Big Daddy'S Mini Sweet Potato Pies - cooking recipe

Ingredients
    24 miniature tart shells
    oil, for pans
    1 (12 ounce) can yams or (12 ounce) can sweet potatoes
    2 tablespoons cream cheese, softened (reserved from Whipped Cinnamon Cream Cheese)
    2 eggs
    1 tablespoon vanilla extract
    1/2 teaspoon ground cinnamon
    1 teaspoon ground allspice
    1/4 cup brown sugar
    1/4 cup caramel sauce
    Whipped Cinnamon Cream Cheese
    1 (8 ounce) package cream cheese, softened (reserve 2 tablespoons for pies)
    1/4 cup heavy cream
    1/2 cup powdered sugar
    1 tablespoon ground cinnamon
Preparation
    Preheat the oven to 375 degrees F.
    Put the pre-made mini shells inside a greased 24-count mini muffin pan.
    In a large bowl add the yams, cream cheese, eggs, vanilla, cinnamon, allspice, brown sugar and caramel sauce.
    Beat with a hand-held electric mixer until well combined.
    Dollop 2 to 3 tablespoons of the pie mixture into each shell.
    Bake until the custard sets, about 25 minutes.
    Remove from the oven and set aside to cool.

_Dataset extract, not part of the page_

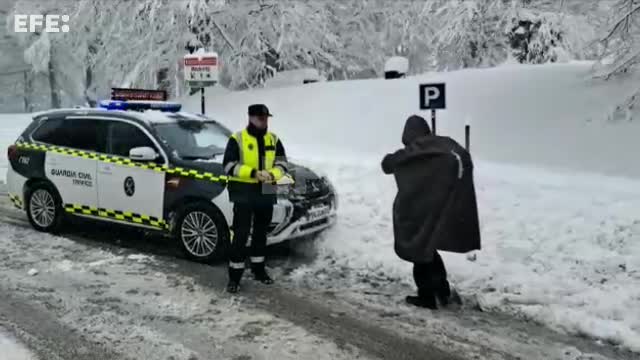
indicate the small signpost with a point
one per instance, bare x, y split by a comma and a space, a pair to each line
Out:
200, 71
433, 97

    For the Whipped Cinnamon Cream Cheese:
    Add the cream cheese, cream, sugar and cinnamon to a large bowl.
    Using a hand-held electric mixer, beat the cream cheese mixture until you reach a frosting consistency.
    Transfer the mixture to a disposable pastry bag with a star tip.
    Pipe a small amount of whipped cream cheese on each mini sweet potato pie.
    Arrange on a serving platter and serve.